All the protests and battles reminded us of another time when the nation's political and cultural landscape was screwed up, but the music still grand: the '60s. That's why the theme for this year's DOMA ceremony is inspired by Andy Warhol’s Factory, that free-love-era hub of avant-garde music and art. It's also why this issue's cover image is an homage to The Beatles’ Sgt. Pepper’s Lonely Hearts Club Band, from 1967. Both are reminders that cultural friction is a great way to spark creativity.
Historic venues like The Curtain Club closed shop, and Deep Ellum Art Co. announced it was dangerously close to going out of business because of patrons "freeloading” and not paying for drinks and covers. Denton has also been in flux, with beloved venue Rubber Gloves Rehearsal Studios reopening with a new owner and Backyard on Bell unexpectedly announcing its closing.
While those losses sting, North Texas had much to celebrate as local musicians made national headlines this year. Maelyn Jarmon won on The Voice. Leon Bridges became a Grammy winner for his outstanding “Bet Ain’t Worth the Hand” and continued playing local streets in venues large and small. In November, the 2020 Grammy nominations included Booker T. Washington high school alum Jazzmeia Horn and producer John Congleton.

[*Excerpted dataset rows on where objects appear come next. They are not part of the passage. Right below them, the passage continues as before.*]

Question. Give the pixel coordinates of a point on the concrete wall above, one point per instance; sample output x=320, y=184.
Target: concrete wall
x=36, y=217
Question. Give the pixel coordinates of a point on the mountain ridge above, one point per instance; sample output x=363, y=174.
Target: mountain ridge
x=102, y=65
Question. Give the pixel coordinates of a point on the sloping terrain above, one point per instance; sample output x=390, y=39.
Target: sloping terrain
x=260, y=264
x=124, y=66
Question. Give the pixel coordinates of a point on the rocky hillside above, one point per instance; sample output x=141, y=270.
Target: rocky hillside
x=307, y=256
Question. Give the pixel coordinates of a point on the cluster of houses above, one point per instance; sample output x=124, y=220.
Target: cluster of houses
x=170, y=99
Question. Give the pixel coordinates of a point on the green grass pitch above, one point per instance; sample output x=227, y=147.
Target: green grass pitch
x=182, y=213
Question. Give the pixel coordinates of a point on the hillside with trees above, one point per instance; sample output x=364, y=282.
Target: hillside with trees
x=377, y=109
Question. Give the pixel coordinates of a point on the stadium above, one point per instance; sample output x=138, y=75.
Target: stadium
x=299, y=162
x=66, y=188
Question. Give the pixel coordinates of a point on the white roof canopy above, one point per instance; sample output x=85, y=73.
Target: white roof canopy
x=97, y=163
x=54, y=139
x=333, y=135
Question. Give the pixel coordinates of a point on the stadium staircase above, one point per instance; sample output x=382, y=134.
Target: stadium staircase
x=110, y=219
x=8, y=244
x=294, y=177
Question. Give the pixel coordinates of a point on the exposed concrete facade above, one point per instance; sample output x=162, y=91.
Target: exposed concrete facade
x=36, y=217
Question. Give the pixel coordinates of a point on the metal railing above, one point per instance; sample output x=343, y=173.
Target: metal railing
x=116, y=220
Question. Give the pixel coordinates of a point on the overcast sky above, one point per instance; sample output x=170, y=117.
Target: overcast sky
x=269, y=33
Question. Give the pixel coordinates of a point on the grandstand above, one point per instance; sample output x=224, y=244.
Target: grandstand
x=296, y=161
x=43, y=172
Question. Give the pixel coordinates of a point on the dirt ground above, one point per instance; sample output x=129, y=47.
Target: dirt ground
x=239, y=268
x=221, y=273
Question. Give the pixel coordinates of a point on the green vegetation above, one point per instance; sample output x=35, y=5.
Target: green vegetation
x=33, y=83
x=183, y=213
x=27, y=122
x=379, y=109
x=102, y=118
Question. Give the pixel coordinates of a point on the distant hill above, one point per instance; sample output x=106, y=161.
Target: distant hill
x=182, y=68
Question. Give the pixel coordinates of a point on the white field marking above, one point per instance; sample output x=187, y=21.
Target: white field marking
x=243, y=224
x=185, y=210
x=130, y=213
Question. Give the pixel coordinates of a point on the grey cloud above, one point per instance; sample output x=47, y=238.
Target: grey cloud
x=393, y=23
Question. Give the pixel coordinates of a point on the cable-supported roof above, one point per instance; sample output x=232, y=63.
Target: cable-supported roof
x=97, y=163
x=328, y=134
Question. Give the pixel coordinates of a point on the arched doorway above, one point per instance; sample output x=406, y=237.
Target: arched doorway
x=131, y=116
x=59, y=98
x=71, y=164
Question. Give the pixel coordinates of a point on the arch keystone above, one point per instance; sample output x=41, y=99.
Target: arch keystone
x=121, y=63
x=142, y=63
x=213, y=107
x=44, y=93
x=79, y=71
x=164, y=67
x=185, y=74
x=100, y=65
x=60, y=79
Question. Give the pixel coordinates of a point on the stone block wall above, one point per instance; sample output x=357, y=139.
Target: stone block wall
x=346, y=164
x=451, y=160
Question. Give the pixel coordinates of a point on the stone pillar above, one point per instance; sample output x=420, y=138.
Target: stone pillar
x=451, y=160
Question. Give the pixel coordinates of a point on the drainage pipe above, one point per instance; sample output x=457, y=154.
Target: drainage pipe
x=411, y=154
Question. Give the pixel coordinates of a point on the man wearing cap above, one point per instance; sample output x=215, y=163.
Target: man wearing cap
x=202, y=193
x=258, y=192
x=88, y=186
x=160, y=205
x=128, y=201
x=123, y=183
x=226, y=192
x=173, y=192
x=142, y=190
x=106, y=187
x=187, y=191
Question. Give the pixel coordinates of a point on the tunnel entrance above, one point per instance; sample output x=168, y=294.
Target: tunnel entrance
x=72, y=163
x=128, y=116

A string of visits from music stars also helped lift Dallas' spirits this year. Pop star Selena Gomez, who made an impromptu stop at her old middle school in Midlothian, and Erykah Badu paid a visit to Booker T. students along with Common. But the wildest celebrity spotting came courtesy of Tenacious D when they joined tribute band Tenacious NR/CD onstage in October.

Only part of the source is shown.